ATLANTA - Georgia's Constitution places citizenship, residency and age requirements on the right to vote.
Convicted felons and people who have been judged mentally incompetent also are prohibited from casting ballots.
But the General Assembly may not impose any additional stipulations on voters, including making them show a photo ID at the polls, former Gov. Roy Barnes argued Friday in Fulton County Superior Court.
Barnes, a Democrat, is suing to overturn a photo ID law passed by the Republican-controlled legislature last year and modified this year to address concerns raised in a federal court ruling last fall.
In both cases, representatives of voting rights groups have charged that GOP leaders' stated reason for pushing the legislation - preventing fraud at the polls - masks a strategy of making it harder for people who tend to support Democrats to vote.
"It only has one effect: to disenfranchise those who can't afford an automobile and don't have a driver's license,'' Barnes said during a four-hour hearing before Judge T. Jackson Bedford.

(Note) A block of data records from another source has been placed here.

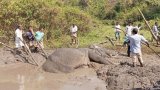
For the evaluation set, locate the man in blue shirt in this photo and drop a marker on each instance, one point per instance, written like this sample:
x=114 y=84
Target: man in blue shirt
x=135 y=46
x=39 y=38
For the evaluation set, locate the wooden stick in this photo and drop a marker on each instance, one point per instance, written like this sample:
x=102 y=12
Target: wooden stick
x=46 y=56
x=110 y=40
x=42 y=50
x=152 y=49
x=154 y=37
x=28 y=51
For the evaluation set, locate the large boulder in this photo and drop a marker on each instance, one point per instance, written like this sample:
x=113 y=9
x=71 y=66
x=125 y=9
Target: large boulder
x=65 y=60
x=68 y=59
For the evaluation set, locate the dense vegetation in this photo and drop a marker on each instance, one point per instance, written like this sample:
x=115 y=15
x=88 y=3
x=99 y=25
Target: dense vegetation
x=57 y=15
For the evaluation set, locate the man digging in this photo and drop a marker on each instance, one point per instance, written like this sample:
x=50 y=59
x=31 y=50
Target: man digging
x=135 y=46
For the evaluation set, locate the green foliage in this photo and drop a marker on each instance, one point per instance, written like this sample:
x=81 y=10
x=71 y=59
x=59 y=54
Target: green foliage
x=58 y=15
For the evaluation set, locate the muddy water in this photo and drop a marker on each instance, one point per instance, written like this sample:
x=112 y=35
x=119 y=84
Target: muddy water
x=20 y=76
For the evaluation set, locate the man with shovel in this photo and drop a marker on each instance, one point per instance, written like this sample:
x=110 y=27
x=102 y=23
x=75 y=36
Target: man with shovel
x=135 y=46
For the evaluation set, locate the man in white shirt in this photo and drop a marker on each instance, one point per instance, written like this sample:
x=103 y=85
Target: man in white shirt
x=117 y=31
x=128 y=32
x=135 y=46
x=138 y=27
x=155 y=29
x=73 y=31
x=129 y=28
x=18 y=38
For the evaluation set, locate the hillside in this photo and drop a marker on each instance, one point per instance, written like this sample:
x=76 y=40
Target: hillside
x=93 y=18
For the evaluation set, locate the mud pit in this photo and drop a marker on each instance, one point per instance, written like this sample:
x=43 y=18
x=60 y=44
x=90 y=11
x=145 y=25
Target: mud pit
x=126 y=77
x=15 y=75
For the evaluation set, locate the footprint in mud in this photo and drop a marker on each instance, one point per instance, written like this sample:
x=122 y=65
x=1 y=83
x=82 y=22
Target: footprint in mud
x=21 y=81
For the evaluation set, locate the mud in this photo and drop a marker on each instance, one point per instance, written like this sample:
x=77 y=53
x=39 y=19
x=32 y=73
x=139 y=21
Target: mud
x=126 y=77
x=17 y=74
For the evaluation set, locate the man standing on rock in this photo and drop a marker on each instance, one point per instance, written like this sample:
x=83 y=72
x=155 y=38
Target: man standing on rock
x=135 y=46
x=73 y=31
x=19 y=38
x=128 y=33
x=117 y=31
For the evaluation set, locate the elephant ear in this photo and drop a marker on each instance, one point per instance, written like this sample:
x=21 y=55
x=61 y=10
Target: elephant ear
x=56 y=67
x=93 y=56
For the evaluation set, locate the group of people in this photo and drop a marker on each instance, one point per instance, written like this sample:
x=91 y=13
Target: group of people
x=133 y=40
x=34 y=39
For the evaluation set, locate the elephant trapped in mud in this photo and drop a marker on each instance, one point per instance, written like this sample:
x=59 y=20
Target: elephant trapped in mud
x=68 y=59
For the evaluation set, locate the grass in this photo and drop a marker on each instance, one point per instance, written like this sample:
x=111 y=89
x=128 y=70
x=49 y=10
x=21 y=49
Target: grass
x=96 y=36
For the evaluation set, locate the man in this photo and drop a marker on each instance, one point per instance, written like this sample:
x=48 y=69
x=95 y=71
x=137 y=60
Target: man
x=18 y=37
x=138 y=27
x=117 y=31
x=39 y=38
x=128 y=33
x=30 y=36
x=73 y=31
x=155 y=29
x=135 y=46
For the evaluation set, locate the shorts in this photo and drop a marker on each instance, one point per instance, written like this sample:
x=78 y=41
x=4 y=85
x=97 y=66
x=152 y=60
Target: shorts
x=136 y=56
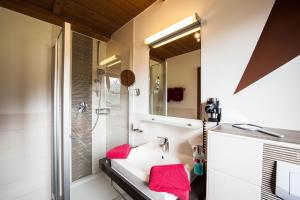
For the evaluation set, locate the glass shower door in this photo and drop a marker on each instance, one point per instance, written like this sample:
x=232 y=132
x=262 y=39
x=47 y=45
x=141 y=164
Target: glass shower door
x=61 y=115
x=117 y=101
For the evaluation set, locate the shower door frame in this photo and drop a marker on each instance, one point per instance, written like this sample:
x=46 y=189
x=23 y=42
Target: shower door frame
x=61 y=109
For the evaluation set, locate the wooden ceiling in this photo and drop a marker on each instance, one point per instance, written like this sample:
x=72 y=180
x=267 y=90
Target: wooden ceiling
x=96 y=18
x=183 y=45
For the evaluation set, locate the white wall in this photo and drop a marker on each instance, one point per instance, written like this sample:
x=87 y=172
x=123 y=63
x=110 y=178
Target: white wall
x=228 y=39
x=25 y=120
x=182 y=72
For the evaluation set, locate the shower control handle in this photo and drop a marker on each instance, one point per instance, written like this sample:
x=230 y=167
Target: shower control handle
x=82 y=107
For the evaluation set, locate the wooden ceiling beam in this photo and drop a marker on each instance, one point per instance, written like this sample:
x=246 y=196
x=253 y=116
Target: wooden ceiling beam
x=58 y=6
x=48 y=16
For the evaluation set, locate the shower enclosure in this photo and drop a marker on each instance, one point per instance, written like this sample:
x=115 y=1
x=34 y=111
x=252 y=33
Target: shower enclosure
x=90 y=109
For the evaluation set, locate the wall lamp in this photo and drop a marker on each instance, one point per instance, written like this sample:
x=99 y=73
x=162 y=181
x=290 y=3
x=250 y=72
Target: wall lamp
x=182 y=28
x=111 y=61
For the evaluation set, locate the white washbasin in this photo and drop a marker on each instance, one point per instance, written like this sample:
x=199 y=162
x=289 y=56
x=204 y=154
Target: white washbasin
x=136 y=168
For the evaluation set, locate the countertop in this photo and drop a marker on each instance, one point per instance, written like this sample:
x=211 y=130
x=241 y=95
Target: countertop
x=291 y=136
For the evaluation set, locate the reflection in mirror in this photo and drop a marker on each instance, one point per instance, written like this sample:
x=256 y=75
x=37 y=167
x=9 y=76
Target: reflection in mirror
x=175 y=78
x=127 y=77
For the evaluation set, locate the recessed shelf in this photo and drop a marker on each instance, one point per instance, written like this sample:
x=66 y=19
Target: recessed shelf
x=172 y=123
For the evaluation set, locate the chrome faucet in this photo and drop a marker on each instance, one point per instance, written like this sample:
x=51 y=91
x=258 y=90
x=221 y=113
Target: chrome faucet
x=164 y=144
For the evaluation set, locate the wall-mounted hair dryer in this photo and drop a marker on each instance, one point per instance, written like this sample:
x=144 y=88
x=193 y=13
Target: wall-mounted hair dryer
x=213 y=110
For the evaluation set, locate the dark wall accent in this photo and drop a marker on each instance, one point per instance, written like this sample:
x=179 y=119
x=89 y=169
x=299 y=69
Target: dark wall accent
x=278 y=44
x=81 y=91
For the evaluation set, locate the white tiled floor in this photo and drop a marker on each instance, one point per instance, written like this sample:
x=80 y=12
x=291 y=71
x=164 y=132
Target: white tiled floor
x=94 y=187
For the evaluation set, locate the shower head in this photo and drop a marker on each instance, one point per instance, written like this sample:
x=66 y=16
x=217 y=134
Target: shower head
x=100 y=72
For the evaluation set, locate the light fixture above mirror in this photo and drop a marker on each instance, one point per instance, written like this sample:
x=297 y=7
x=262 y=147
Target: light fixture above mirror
x=175 y=70
x=178 y=30
x=113 y=60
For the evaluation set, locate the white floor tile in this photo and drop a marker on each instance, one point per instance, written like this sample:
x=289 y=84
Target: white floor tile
x=94 y=187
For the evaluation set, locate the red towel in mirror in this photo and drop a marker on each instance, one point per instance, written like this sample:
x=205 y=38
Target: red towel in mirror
x=170 y=178
x=169 y=94
x=119 y=152
x=177 y=94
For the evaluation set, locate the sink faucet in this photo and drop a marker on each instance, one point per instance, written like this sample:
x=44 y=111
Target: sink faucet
x=164 y=144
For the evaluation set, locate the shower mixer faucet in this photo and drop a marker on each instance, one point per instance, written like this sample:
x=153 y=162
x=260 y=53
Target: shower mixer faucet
x=82 y=107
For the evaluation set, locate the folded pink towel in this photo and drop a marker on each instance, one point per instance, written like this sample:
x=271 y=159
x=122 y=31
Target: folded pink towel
x=170 y=178
x=119 y=152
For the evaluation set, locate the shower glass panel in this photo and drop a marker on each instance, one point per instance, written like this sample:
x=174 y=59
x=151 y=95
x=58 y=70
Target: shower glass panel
x=82 y=47
x=157 y=88
x=61 y=115
x=117 y=101
x=90 y=110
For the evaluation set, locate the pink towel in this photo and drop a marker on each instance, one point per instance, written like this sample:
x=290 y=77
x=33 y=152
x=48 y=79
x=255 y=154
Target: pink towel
x=177 y=94
x=119 y=152
x=170 y=178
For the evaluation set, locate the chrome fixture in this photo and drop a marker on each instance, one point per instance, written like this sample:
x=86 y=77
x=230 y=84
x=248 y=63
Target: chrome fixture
x=164 y=144
x=82 y=107
x=103 y=111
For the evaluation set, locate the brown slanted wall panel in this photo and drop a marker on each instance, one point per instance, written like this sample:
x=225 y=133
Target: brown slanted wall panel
x=278 y=44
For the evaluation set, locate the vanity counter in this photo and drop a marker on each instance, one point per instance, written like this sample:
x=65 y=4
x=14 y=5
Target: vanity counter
x=290 y=136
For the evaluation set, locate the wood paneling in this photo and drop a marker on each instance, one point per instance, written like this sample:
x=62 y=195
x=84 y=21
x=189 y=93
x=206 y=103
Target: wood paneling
x=95 y=18
x=175 y=48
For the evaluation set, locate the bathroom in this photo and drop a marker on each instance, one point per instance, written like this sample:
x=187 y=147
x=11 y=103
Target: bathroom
x=105 y=112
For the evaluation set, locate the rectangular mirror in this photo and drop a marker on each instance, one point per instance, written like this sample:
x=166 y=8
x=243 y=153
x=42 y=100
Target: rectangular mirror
x=175 y=78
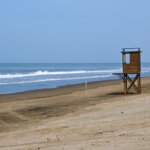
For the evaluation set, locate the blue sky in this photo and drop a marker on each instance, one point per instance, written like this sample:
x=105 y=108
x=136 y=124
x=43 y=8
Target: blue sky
x=72 y=30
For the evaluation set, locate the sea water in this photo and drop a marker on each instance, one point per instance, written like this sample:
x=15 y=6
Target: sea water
x=21 y=77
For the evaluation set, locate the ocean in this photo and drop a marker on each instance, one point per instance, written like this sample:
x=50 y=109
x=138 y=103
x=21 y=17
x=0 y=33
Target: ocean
x=20 y=77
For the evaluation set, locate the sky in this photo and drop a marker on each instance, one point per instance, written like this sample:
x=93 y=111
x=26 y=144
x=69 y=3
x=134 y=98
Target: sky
x=72 y=31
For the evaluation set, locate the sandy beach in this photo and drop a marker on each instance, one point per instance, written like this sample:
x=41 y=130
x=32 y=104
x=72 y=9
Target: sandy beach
x=70 y=118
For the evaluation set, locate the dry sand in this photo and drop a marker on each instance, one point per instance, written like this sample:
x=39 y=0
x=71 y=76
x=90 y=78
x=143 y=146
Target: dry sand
x=67 y=118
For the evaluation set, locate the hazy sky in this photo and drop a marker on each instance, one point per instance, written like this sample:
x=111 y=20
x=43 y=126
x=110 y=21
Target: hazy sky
x=72 y=30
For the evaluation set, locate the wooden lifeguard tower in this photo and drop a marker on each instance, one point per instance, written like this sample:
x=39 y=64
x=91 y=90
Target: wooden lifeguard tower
x=131 y=75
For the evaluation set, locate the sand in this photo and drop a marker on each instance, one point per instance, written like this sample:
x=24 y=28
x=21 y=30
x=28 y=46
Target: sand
x=69 y=118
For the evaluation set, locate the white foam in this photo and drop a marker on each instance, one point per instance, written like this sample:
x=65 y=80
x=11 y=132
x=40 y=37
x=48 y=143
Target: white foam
x=44 y=73
x=54 y=79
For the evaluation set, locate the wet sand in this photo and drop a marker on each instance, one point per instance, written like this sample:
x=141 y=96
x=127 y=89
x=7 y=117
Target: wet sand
x=69 y=118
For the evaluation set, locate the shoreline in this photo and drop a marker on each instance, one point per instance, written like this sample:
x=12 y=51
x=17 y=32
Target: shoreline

The law requires Georgians to show one of six forms of government-issued photo identification to be permitted to vote in person. It replaces a 1997 law that allowed 17 forms of ID, including such documents as bank statements and utility bills that do not include photos.
The state has only been able to enforce the new law intermittently because of court decisions.
After a federal judge ruled against the requirement last October, preventing it from being enforced during November's municipal elections, the General Assembly passed a new law making photo IDs free and available at elections offices in all 159 counties.
But the revamped law, too, was rejected in federal and state court rulings handed down shortly before the July 18 primaries. As a result, it was not in effect during either the primaries or last month's runoffs.
However, those injunctions were temporary, prompting the plaintiffs in the state case to return to court Friday seeking to have the law ruled invalid for this fall's elections.
A similar hearing in U.S. District Court in Rome is set for next week.
Mark Cohen, a special assistant attorney general in the state case, said the General Assembly has a "legitimate concern'' to ensure that voter fraud is not occurring in Georgia.
He also argued that the photo ID law does not take away any Georgian's right to vote because people who don't have proper ID still can vote absentee, a process that only requires a signature.
"There is no right to vote in person,'' Cohen said. "The manner in which you vote is subject to restrictions.''
The state also doesn't require a photo ID when people register to vote.
Judge Bedford said he's bothered by a process that allows voters to simply sign a piece of paper when they register but forces them to have a government-issued photo ID in order to cast a ballot and, if they don't, makes them go back to an elections office to have an ID made.
"Why this extra step?'' he asked Cohen. "That might arguably be an imposition on the right to vote.''
While appearing to side with Barnes on that point, the judge also expressed concern that ruling against the new law at this point would disrupt the state's efforts to educate voters on the photo ID requirement.
That's what happened earlier this summer when another Fulton County judge handed down the temporary restraining order that prevented the law from being enforced during the primaries and runoffs.
Bedford said he would issue a ruling soon. Time is a factor because special elections are being held on Sept. 19 in about 20 counties and nine cities.